What is Alport Syndrome?
Alport syndrome occurs in 1 out of 50,000 newborns. Alport syndrome symptoms are much more common in males than in females.
Alport syndrome is a primary basement membrane disorder arising from mutations in the genes coding for alpha-3, alpha-4 and alpha-5 chains of the type IV collagen protein family. These alpha chains are normally located in various basement membranes of the kidney, inner ears and eyes and the genetic abnormalities characteristic of this disease result in abnormalities in the basement membranes at these sites resulting in the clinical features of the disease.
The disease can be transmitted in heterogeneous patterns depending on the gene involved. The most common one is an X chromosome linked pattern where the disease is passed from unaffected females (carriers) to their male children and usually involves the COL4A5 gene. Females who have an X-chromosome with the affected gene may show some symptoms but will not have the full blown disease. The syndrome is caused by mutations in the genes COL4A3 and COL4A4, which are usually inherited in either an autosomal dominant or autosomal recessive pattern.
The classic presentation of the disease is seen in X-linked disease and the presentation is quite similar in those with autosomal recessive patterns of inheritance. These would include glomerular disease (hematuria and proteinuria) which progress to end stage renal disease, eye abnormalities (eg anterior lenticonus), sensorineural hearing loss and a family history of hematuria (blood in the urine) associated with renal failure and deafness. Patients with autosomal dominant disease exhibit a more gradual loss of renal function.

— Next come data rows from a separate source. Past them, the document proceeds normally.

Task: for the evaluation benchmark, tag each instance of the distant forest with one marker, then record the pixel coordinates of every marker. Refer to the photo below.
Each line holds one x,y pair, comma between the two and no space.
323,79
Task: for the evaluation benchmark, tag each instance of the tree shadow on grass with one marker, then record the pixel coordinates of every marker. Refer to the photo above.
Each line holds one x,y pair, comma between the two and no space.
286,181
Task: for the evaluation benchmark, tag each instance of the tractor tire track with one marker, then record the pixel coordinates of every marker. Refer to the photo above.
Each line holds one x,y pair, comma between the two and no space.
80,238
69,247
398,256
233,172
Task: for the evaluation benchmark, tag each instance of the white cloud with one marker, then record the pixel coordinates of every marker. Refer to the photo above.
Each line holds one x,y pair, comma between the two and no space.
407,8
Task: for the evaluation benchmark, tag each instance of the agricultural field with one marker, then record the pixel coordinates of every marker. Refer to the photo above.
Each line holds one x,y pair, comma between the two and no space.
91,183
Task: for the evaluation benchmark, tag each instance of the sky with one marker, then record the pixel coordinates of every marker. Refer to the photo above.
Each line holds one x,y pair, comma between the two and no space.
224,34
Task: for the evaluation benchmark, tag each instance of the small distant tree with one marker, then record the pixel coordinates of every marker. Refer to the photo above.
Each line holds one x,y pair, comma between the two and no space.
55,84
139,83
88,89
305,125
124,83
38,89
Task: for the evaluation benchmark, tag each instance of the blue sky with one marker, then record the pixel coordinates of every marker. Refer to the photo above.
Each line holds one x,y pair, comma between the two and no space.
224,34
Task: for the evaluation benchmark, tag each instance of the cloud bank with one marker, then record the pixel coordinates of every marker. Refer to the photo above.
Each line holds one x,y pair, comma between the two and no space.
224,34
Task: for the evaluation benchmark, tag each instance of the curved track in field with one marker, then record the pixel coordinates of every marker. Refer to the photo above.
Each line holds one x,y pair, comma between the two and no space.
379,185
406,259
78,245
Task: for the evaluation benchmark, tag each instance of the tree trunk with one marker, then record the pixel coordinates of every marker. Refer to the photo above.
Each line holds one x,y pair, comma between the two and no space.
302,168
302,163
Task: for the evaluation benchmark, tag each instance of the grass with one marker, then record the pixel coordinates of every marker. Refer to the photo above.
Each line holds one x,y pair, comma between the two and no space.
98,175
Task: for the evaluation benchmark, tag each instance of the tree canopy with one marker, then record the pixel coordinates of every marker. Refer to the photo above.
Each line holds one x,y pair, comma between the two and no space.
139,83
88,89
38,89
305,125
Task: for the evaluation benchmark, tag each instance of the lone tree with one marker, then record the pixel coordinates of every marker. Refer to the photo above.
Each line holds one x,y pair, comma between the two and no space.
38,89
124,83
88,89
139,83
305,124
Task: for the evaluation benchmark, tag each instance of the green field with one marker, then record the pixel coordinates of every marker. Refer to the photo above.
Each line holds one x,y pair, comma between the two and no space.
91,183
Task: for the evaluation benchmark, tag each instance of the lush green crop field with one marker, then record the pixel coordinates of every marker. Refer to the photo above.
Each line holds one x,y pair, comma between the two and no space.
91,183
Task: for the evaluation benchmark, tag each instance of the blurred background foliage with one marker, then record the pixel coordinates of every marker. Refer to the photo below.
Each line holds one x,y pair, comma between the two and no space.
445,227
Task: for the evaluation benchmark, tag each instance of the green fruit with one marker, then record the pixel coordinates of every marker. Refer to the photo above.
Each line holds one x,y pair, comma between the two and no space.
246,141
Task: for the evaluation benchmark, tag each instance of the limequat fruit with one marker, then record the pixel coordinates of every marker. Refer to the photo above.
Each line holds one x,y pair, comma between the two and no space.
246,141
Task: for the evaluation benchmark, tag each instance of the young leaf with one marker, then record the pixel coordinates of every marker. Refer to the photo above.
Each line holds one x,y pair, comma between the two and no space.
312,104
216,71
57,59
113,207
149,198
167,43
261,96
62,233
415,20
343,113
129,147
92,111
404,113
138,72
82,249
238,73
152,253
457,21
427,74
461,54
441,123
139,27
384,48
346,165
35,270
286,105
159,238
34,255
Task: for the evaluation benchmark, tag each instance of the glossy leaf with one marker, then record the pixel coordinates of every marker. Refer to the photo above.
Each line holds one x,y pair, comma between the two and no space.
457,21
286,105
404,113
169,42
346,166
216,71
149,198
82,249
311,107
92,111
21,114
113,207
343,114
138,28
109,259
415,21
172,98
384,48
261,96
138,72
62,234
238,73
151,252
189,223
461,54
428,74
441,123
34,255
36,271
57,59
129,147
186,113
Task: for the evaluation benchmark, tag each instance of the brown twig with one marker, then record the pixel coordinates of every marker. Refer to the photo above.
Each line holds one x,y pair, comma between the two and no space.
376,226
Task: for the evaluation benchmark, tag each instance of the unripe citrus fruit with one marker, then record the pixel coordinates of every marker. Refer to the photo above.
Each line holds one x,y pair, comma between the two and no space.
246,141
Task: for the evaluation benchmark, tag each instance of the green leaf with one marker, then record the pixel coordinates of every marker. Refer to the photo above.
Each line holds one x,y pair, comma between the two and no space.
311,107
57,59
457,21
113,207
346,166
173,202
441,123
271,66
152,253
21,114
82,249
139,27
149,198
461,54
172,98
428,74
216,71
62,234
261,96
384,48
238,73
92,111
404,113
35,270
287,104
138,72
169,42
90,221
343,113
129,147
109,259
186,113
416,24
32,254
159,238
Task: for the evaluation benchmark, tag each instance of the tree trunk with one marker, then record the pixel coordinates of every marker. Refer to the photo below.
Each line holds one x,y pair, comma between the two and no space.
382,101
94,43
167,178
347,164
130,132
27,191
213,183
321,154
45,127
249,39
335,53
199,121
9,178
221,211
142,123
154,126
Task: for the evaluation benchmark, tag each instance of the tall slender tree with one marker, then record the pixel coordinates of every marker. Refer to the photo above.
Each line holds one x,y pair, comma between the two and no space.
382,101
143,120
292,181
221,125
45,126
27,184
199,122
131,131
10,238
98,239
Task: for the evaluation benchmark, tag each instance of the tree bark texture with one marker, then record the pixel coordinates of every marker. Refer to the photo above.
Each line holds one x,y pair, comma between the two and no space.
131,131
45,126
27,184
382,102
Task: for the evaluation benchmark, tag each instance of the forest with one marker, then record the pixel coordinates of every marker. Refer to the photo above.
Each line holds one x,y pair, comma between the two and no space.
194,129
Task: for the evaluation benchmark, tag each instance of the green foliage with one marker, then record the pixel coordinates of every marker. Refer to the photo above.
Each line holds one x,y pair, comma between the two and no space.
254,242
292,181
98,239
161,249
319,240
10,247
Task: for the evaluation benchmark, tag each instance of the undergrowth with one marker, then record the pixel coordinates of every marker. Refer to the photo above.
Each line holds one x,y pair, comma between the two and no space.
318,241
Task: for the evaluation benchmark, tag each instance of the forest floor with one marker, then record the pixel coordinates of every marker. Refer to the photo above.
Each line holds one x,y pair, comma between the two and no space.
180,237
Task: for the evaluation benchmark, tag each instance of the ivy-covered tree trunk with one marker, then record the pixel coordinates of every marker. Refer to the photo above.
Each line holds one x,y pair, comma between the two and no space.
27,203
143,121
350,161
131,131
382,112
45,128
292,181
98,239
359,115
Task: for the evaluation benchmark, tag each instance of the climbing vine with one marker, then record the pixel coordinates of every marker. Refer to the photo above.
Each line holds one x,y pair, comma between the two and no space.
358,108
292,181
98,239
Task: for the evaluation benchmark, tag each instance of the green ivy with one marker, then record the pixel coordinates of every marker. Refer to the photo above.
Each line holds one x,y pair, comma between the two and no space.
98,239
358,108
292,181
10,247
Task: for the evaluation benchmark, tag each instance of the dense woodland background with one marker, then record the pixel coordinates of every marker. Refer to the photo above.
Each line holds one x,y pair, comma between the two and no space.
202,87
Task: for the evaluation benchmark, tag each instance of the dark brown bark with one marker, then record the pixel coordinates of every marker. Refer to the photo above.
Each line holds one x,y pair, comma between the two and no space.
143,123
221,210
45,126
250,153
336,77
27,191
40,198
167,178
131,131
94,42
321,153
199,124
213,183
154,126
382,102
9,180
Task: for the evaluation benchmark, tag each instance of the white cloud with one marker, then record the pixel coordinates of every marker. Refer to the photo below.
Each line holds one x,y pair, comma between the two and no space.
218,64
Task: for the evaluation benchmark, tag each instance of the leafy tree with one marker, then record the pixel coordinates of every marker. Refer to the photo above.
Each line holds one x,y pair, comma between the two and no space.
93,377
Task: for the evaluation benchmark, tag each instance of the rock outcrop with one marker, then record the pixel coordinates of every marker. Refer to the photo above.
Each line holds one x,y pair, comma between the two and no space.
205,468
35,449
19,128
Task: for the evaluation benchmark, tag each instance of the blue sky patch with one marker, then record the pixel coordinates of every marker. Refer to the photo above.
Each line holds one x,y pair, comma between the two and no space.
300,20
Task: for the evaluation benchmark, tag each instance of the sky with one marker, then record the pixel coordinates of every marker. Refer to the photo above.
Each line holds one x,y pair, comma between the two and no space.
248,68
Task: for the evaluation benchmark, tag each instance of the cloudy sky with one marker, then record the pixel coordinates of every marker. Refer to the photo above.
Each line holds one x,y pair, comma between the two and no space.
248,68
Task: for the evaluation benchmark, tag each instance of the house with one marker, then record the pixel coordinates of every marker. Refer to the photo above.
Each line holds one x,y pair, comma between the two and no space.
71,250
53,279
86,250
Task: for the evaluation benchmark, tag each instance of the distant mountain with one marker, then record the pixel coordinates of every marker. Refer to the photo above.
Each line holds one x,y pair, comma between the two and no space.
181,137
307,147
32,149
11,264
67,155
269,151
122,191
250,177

What are the Symptoms of Alport Syndrome?Glomeruli are small tufts in the kidney that contain blood vessels; they collect wastes from the blood and create urine.
Mutations in the above-said genes result in abnormalities in the glomeruli, which result in blood and proteins being passed into the urine. Eventually scarring and kidney failure occur in these individuals.
Type IV collagen is also an important component of the inner ear, especially the organ of Corti. This small organ plays the role of transforming sound waves into nerve impulses that can then be understood by the brain. Those with Alport syndrome experience sensorineural hearing loss, which manifests during late childhood or early adolescence.
The same collagen is vital for maintaining the shape of the lens in the eye and the color of the retina too. An abnormality in the collagen results in out-of-shape lenses (anterior lenticonus) and abnormal coloration of certain light-sensitive tissue in the retina.
Common Symptoms Include:
- Swelling in the ankle, feet, leg, eyes
- Blood in the urine (which is initially microscopic but episodes of gross hematuria are not uncommon)
- Abnormal urine color
- Decreased vision / complete loss of vision (mostly in males)
- Flank pain
- Overall swelling of the body
- Loss of hearing (mostly in males)
The condition worsens to end-stage renal disease (ESRD) early on in the affected personís life - between adolescence and 40 years.
In some cases, there are no symptoms. In women who are carriers of the disease, the symptoms are milder while in men they are much graver.
How Do You Diagnose Alport Syndrome?Specific gene analysis has been recommended in a patient who has met at least two clinical diagnostic criteria for Alport syndrome.
The following are the criteria for clinically diagnosing Alport syndrome:
- Family history of nephritis (inflammation of the kidneys)
- Persistent hematuria (blood in the urine)
- Gradual bilateral sensorineural hearing loss
- Presence of glomerular abnormalities
- Presence of ocular lesions
- Diffuse leiomyomatosis of esophagus / female genitalia or both (Leiomyomata are benign smooth muscle tumors)
- Eye examination for screening changes in the eye
- Checking for BP
- Audiometry for hearing-related problems
- Blood tests - Complete blood count (CBC) and serum creatinine
- Kidney biopsy and skin biopsy
- DNA analysis to detect gene mutation
How Do You Treat Alport Syndrome?There is no specific treatment for Alport syndrome currently available. The primary goal of therapy is to control the rate of progression of the disease and allay the symptoms.
It is vital to strictly monitor and control blood pressure in these patients. Angiotensin-converting enzyme inhibitors and angiotensin receptor blockers can effectively do this job and slow the progress of the disease.
The presence of hematuria and proteinuria will eventually result in chronic kidney disease (CKD) in patients with Alport syndrome and this needs to be controlled or treated with limited intake of fluids, changes in diet and other methods. When CKD eventually progresses to end-stage kidney disease, dialysis or kidney transplant will be required.
Eye problems may require surgery, while hearing problems need to be addressed with learning new skills such as lip reading and sign language, and by wearing hear aids. Protection devices may also be worn to protect the ear in a noisy environment.
Genetic counseling should be provided to the patients on how the disease is transmitted to the offspring.
Women who are carriers usually have a normal lifespan while males usually develop complications by the time they are in their teens and in some rare cases by the fifth decade.